El presidente Donald Trump decidió remover a su fiscal general Pam Bondi y designar en su lugar a Todd Blanche, hasta entonces su adjunto, en un movimiento con implicancias políticas y regulatorias.
Aunque el mandatario sugirió que el nombramiento podría ser transitorio, distintas versiones indican que busca evaluar el desempeño de Blanche, quien además fue su abogado personal antes de asumir funciones públicas.
El cambio en la cúpula del Departamento de Justicia no solo impacta en la agenda judicial estadounidense, sino también en sectores sensibles como el de las criptomonedas, donde Blanche ya dejó señales concretas.
Su historial combina medidas favorables al ecosistema cripto con una continuidad en la persecución judicial de desarrolladores, lo que genera tensiones entre innovación tecnológica, regulación estatal y defensa de la privacidad.
Un perfil cripto con decisiones disruptivas
Al incorporarse al gobierno federal el año pasado, Todd Blanche informó una considerable tenencia de activos digitales, evidenciando su vínculo directo con el ecosistema, al detallar inversiones personales en criptomonedas relevantes.
Según su declaración oficial, el entonces fiscal general interino poseía entre u$s100.000 y u$s250.000 dólares en Bitcoin y entre u$s50.000 y u$s100.000 dólares en Ethereum, además de participaciones en múltiples altcoins.
Entre esas criptomonedas incluyó activos como Solana, Cardano, Ethereum Classic, Polygon y Polkadot, todos resguardados mediante una cuenta en Coinbase, lo que reflejaba una estrategia diversificada dentro del mercado de criptoactivos.

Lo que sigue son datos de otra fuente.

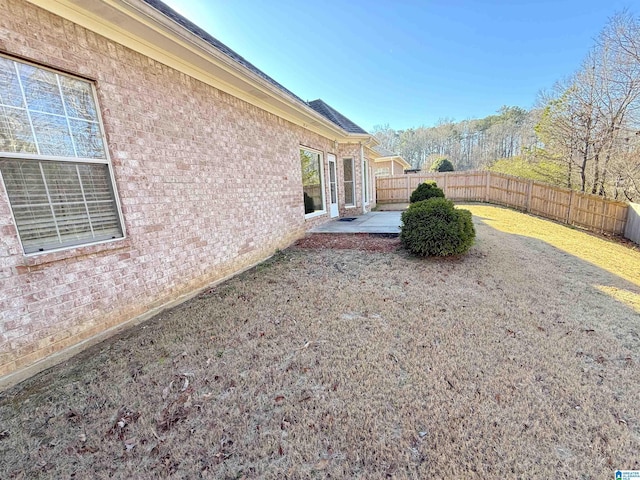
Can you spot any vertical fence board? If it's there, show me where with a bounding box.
[624,203,640,245]
[376,171,640,237]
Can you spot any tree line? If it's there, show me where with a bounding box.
[374,11,640,201]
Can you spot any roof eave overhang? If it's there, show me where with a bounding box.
[28,0,372,143]
[375,155,411,168]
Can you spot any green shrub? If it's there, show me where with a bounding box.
[409,182,444,203]
[400,198,476,257]
[431,158,453,172]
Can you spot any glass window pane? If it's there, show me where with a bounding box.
[53,202,91,242]
[18,63,64,115]
[342,158,355,206]
[31,112,75,157]
[0,159,123,253]
[0,160,48,207]
[60,76,98,121]
[300,150,324,213]
[0,106,37,153]
[13,205,58,246]
[0,57,26,107]
[78,165,113,201]
[69,119,106,158]
[42,162,83,204]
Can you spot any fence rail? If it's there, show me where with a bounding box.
[376,171,640,238]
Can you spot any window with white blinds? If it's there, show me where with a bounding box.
[0,56,123,254]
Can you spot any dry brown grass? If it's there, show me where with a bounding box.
[0,207,640,479]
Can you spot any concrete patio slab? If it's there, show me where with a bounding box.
[309,212,402,234]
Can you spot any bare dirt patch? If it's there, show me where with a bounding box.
[0,207,640,479]
[294,233,400,252]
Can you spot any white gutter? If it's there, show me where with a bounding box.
[360,142,367,214]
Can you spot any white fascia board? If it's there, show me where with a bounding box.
[28,0,360,143]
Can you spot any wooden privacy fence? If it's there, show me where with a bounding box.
[624,203,640,244]
[376,171,640,235]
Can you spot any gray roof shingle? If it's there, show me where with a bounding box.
[373,145,399,157]
[307,99,368,135]
[143,0,306,103]
[143,0,368,135]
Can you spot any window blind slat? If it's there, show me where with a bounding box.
[0,56,123,253]
[0,159,122,253]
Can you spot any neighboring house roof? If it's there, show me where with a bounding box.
[142,0,304,105]
[373,145,398,157]
[307,99,368,135]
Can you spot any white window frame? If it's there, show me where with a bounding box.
[0,54,127,257]
[298,145,327,220]
[342,157,358,208]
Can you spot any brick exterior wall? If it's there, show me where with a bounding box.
[0,0,364,382]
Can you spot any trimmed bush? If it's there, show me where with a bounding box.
[400,198,476,257]
[431,158,453,172]
[409,182,444,203]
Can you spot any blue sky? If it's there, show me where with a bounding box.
[164,0,638,130]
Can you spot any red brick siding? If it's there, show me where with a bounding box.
[0,0,350,376]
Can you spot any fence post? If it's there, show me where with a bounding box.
[524,180,533,212]
[484,172,491,202]
[565,190,573,225]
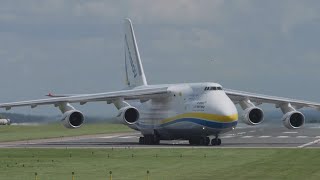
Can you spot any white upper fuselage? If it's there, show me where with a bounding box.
[130,83,238,139]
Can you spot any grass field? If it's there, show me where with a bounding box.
[0,149,320,180]
[0,123,133,142]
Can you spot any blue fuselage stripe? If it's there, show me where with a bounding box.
[139,118,238,129]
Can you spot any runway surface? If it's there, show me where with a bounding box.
[0,124,320,148]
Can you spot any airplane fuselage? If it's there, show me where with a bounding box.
[129,83,238,140]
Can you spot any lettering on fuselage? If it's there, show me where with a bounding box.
[192,101,207,112]
[124,36,138,77]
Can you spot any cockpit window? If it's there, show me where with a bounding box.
[204,86,222,91]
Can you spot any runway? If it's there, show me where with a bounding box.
[0,124,320,148]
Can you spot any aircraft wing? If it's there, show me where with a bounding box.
[0,87,169,110]
[225,89,320,110]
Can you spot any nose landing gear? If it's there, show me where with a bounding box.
[139,135,160,145]
[189,136,221,146]
[211,137,221,146]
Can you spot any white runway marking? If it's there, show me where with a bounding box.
[98,135,119,139]
[221,136,235,138]
[258,136,271,138]
[283,131,298,134]
[298,139,320,148]
[277,136,289,138]
[119,136,139,139]
[296,136,308,138]
[241,136,253,138]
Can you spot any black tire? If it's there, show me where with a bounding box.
[139,137,144,144]
[217,139,221,146]
[205,137,210,146]
[211,139,217,146]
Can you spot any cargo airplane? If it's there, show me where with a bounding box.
[0,19,320,146]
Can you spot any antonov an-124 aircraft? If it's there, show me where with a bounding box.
[0,19,320,146]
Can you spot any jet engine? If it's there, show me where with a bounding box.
[117,106,140,125]
[62,110,84,129]
[243,107,264,125]
[282,111,305,129]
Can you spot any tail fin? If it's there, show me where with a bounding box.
[124,19,147,87]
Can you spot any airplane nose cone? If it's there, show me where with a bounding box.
[211,95,238,122]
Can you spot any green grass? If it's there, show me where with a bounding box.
[0,123,133,142]
[0,149,320,180]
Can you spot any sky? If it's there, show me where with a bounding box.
[0,0,320,117]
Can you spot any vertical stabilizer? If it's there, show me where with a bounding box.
[124,19,147,87]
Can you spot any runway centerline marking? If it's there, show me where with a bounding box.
[296,136,308,138]
[241,136,253,138]
[98,135,120,139]
[283,131,298,134]
[298,139,320,148]
[119,136,139,139]
[258,136,271,138]
[277,136,289,138]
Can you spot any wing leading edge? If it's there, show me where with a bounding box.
[0,87,169,110]
[225,89,320,110]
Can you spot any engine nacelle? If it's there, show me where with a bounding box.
[282,111,305,129]
[243,107,264,125]
[117,106,140,125]
[62,110,84,129]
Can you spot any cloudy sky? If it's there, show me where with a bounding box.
[0,0,320,116]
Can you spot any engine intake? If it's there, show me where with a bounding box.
[62,110,84,129]
[243,107,264,125]
[117,106,140,125]
[282,111,305,129]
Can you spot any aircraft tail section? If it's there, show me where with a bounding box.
[124,19,147,87]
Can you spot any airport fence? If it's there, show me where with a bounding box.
[34,170,150,180]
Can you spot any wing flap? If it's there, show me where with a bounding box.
[225,89,320,110]
[0,87,168,110]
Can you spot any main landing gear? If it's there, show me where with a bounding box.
[139,135,160,145]
[189,136,221,146]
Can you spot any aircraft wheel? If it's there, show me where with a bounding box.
[139,137,145,144]
[217,138,221,146]
[211,139,217,146]
[205,137,210,146]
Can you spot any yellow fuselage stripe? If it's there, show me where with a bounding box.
[161,113,238,124]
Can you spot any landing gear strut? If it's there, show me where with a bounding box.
[189,137,210,146]
[211,136,221,146]
[139,135,160,145]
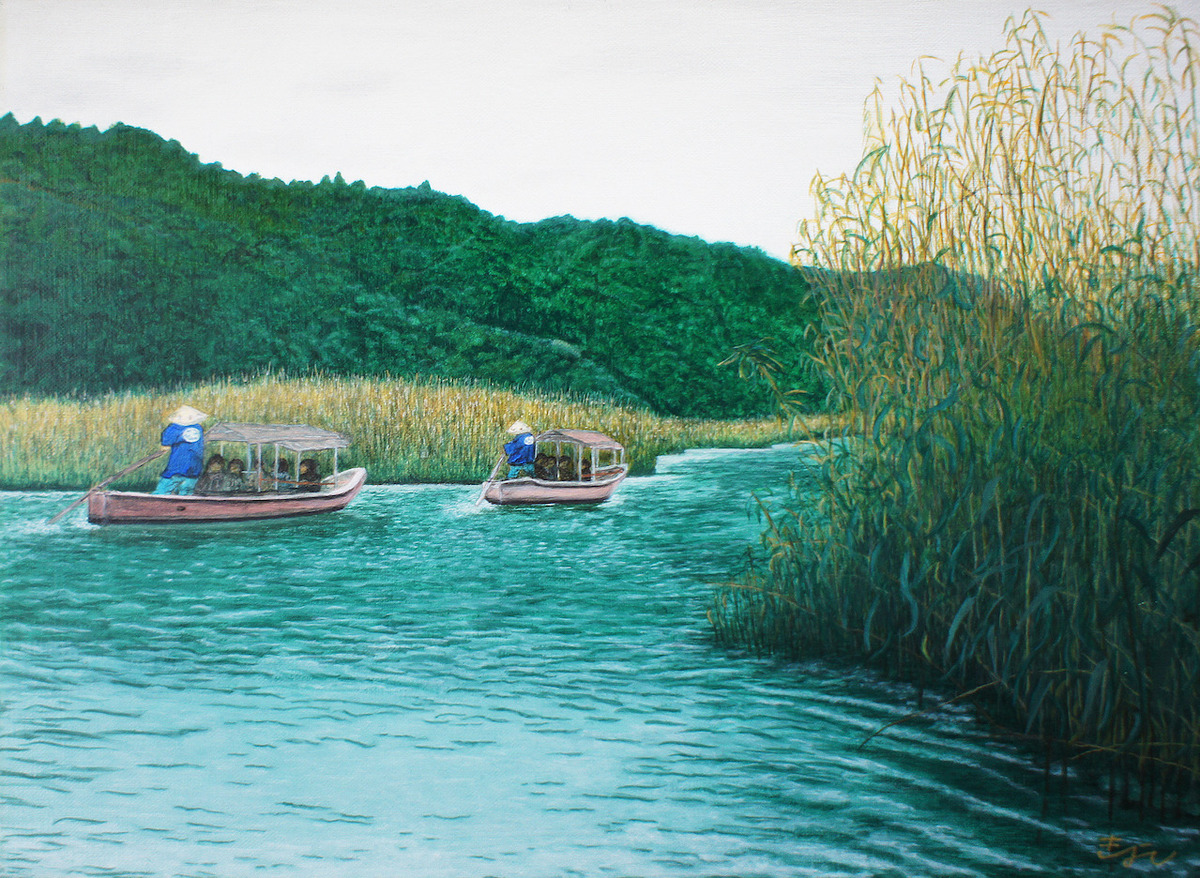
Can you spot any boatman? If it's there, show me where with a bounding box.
[154,405,208,494]
[504,421,536,479]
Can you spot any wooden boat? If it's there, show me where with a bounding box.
[484,429,629,506]
[88,423,367,524]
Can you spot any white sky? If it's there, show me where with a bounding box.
[0,0,1161,258]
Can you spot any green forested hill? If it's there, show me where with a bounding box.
[0,114,823,416]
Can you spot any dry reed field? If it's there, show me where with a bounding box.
[710,7,1200,818]
[0,377,821,489]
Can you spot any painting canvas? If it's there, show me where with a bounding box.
[0,0,1200,876]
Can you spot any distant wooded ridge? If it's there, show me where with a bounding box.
[0,114,824,417]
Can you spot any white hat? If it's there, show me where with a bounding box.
[167,405,208,427]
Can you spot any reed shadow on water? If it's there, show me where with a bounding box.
[0,449,1194,877]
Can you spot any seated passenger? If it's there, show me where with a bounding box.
[196,455,224,494]
[296,457,320,491]
[504,421,536,479]
[224,457,250,494]
[270,457,293,491]
[533,451,558,481]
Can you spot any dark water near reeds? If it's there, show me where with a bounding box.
[0,449,1200,878]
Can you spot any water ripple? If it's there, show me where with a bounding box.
[0,450,1200,878]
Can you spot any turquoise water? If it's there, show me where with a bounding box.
[0,449,1200,878]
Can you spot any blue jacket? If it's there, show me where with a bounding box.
[162,423,204,479]
[504,433,536,467]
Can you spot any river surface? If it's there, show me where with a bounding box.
[0,447,1200,878]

Posteriormente, Blanche indicó en un documento de ética que decidió transferir la totalidad de esas tenencias a sus hijos adultos y a un nieto, buscando evitar potenciales conflictos de interés.

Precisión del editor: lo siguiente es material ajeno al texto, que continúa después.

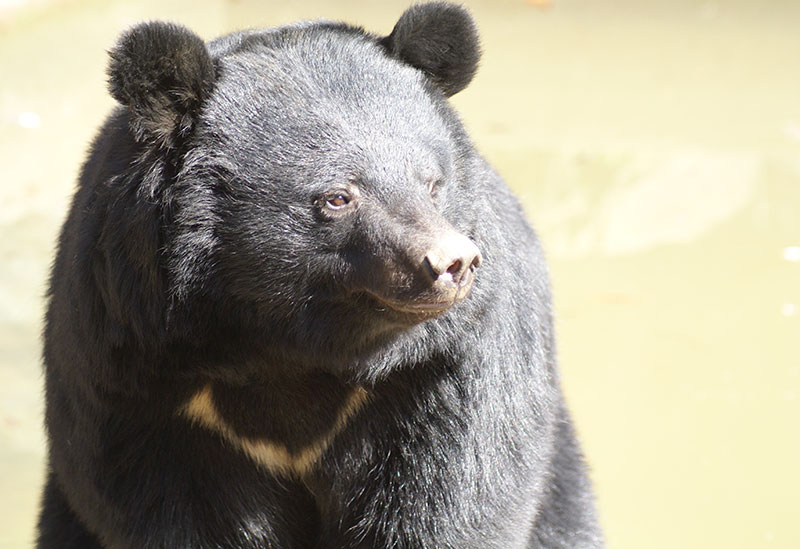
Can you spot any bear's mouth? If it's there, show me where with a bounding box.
[365,289,469,321]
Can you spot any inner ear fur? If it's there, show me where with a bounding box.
[108,22,216,147]
[380,2,481,97]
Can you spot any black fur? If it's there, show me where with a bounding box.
[39,3,602,549]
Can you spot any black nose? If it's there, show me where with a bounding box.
[424,232,482,288]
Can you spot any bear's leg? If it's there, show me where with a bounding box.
[36,471,102,549]
[528,411,603,549]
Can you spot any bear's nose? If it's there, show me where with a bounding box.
[423,232,482,292]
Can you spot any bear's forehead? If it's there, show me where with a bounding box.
[197,26,449,182]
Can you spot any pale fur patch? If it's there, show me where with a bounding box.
[181,385,368,477]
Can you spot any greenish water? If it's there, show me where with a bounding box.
[0,0,800,549]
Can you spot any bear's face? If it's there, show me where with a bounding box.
[104,4,481,372]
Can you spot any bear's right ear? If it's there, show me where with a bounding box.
[108,22,216,148]
[380,2,481,97]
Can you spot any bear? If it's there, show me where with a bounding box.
[38,2,603,549]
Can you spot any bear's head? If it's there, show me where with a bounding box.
[109,3,490,382]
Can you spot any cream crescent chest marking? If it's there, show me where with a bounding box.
[181,385,368,477]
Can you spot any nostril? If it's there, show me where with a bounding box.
[446,259,463,278]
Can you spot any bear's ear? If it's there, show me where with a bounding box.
[108,22,216,147]
[380,2,481,97]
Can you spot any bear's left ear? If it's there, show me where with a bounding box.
[380,2,481,97]
[108,22,216,148]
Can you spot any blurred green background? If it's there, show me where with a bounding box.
[0,0,800,549]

Semanas después de asumir como segundo funcionario del Departamento de Justicia, ordenó desmantelar el equipo especializado en delitos vinculados a criptomonedas y pidió no perseguir exchanges ni servicios de mezcla utilizados por actores criminales.
"La administración anterior utilizó el Departamento de Justicia para llevar a cabo una estrategia imprudente de regulación mediante la persecución judicial, que fue mal concebida y peor ejecutada", afirmó Blanche en ese momento.

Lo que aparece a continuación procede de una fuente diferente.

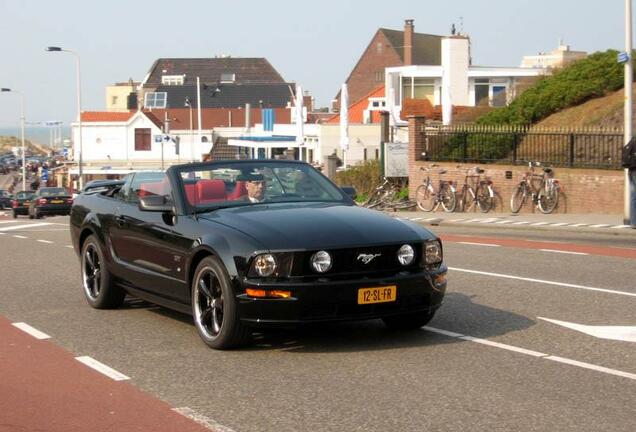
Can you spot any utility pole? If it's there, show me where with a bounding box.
[623,0,636,225]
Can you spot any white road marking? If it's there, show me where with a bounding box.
[422,326,636,380]
[172,407,234,432]
[12,323,51,340]
[538,317,636,342]
[539,249,589,255]
[75,356,130,381]
[448,267,636,297]
[457,242,501,247]
[0,222,53,231]
[544,356,636,380]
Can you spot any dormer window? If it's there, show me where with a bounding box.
[144,92,167,108]
[161,75,184,85]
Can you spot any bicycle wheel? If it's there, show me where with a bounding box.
[415,184,436,212]
[538,182,559,214]
[459,185,475,212]
[476,184,495,213]
[439,184,457,213]
[510,182,528,213]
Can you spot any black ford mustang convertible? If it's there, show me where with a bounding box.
[70,160,447,348]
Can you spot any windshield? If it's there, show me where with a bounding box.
[174,161,345,210]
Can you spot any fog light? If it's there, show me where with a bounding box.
[424,240,442,264]
[254,254,276,277]
[311,251,331,273]
[397,245,415,265]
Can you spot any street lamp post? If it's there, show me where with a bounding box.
[0,88,26,190]
[46,47,84,190]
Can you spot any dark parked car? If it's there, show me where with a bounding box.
[29,187,73,219]
[11,191,35,219]
[0,189,13,210]
[70,160,447,348]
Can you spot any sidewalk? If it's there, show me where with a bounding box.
[387,211,636,239]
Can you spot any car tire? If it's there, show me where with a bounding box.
[80,235,126,309]
[191,256,252,349]
[382,311,435,330]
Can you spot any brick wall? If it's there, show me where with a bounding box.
[337,31,402,106]
[408,117,624,214]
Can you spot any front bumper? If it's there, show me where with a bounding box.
[237,265,447,326]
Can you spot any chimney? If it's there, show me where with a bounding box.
[404,19,414,66]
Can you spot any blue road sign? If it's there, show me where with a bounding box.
[616,51,629,63]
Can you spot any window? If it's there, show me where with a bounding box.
[144,92,167,108]
[221,74,236,83]
[135,128,151,151]
[402,77,435,105]
[161,75,184,85]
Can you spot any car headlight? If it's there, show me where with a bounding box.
[397,245,415,265]
[311,251,332,273]
[424,240,443,264]
[254,254,276,277]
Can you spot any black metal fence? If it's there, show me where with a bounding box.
[416,125,623,169]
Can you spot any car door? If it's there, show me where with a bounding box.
[112,173,193,302]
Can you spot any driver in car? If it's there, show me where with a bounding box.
[245,174,266,203]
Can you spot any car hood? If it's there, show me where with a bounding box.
[200,203,435,250]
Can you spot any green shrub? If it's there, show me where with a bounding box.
[335,160,381,196]
[476,50,623,125]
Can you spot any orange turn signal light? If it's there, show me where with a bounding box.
[245,288,291,298]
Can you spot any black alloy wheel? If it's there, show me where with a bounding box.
[192,256,251,349]
[80,235,126,309]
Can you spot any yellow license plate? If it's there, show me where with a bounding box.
[358,285,397,304]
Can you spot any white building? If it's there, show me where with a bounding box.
[521,42,587,68]
[385,35,546,123]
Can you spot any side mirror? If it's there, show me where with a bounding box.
[340,186,358,200]
[139,195,173,213]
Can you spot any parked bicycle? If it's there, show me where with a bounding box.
[510,162,562,214]
[415,164,457,213]
[362,177,417,211]
[457,166,495,213]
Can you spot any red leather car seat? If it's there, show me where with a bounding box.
[196,179,226,204]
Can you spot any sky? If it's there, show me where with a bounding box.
[0,0,625,127]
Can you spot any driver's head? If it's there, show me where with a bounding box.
[245,174,265,201]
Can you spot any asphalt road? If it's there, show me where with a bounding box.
[0,217,636,432]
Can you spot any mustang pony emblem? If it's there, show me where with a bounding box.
[357,254,382,264]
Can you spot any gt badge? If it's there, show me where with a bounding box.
[357,254,382,264]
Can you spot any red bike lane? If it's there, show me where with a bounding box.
[0,316,210,432]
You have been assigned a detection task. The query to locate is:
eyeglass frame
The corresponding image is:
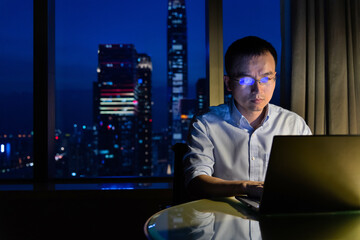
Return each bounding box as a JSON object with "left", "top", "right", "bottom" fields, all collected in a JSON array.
[{"left": 229, "top": 73, "right": 276, "bottom": 86}]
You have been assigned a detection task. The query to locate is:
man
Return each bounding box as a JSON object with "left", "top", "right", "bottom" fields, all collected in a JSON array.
[{"left": 184, "top": 36, "right": 311, "bottom": 197}]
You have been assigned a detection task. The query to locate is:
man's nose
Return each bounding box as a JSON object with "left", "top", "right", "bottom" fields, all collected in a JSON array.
[{"left": 251, "top": 81, "right": 261, "bottom": 92}]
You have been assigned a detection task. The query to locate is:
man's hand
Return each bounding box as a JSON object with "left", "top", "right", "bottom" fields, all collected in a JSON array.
[
  {"left": 241, "top": 181, "right": 264, "bottom": 198},
  {"left": 188, "top": 175, "right": 264, "bottom": 198}
]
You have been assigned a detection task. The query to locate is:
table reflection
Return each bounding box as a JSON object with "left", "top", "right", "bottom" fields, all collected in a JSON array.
[{"left": 145, "top": 198, "right": 360, "bottom": 240}]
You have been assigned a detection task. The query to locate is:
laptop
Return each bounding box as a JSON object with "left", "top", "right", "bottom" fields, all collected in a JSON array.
[{"left": 236, "top": 135, "right": 360, "bottom": 214}]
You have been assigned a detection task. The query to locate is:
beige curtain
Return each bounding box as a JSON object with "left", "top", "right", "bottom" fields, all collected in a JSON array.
[{"left": 280, "top": 0, "right": 360, "bottom": 134}]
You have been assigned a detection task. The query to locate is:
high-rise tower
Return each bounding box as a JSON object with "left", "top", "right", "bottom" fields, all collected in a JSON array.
[
  {"left": 94, "top": 44, "right": 151, "bottom": 176},
  {"left": 167, "top": 0, "right": 188, "bottom": 144}
]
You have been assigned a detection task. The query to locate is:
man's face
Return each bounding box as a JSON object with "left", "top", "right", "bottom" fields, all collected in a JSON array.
[{"left": 224, "top": 52, "right": 276, "bottom": 115}]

Señales mixtas y dudas sobre el rumbo regulatorio
En línea con el enfoque inicial de Blanche, un alto funcionario del Departamento de Justicia comunicó meses después que se dejaría de imputar a desarrolladores de software cripto por operar transmisores de dinero sin licencia.
Este anuncio fue interpretado como un alivio por parte de la industria, que venía reclamando mayor claridad regulatoria y límites a la persecución judicial sobre herramientas tecnológicas vinculadas a blockchain y privacidad.
Sin embargo, ese optimismo se disipó rápidamente cuando, en el otoño pasado, el Departamento de Justicia encarceló a dos desarrolladores de software de privacidad de Bitcoin bajo cargos relacionados con transmisiones ilegales de dinero.
En paralelo, el organismo llevó a juicio a Roman Storm, desarrollador vinculado a Ethereum, quien fue condenado por un jurado en Manhattan por operar un transmisor de dinero ilegal.
Aunque el jurado no logró consenso en otros dos cargos, los fiscales decidieron avanzar con un nuevo juicio sobre esos puntos el mes pasado, ya bajo la conducción de Blanche y Bondi.
Esta continuidad en la persecución penal generó críticas dentro del ecosistema, al considerar que contradice las señales públicas de mayor apertura hacia la innovación en criptomonedas.
Peter Van Valkenburgh, director de Coin Center, advirtió que esta combinación de posturas dejó a la industria en "un estado muy malo", reflejando la incertidumbre regulatoria vigente.
A futuro, resta definir si el ascenso de Blanche implicará un cambio concreto en estas políticas, mientras Trump aseguró que "analizaría" posibles indultos para desarrolladores condenados, aunque aún no se concretaron.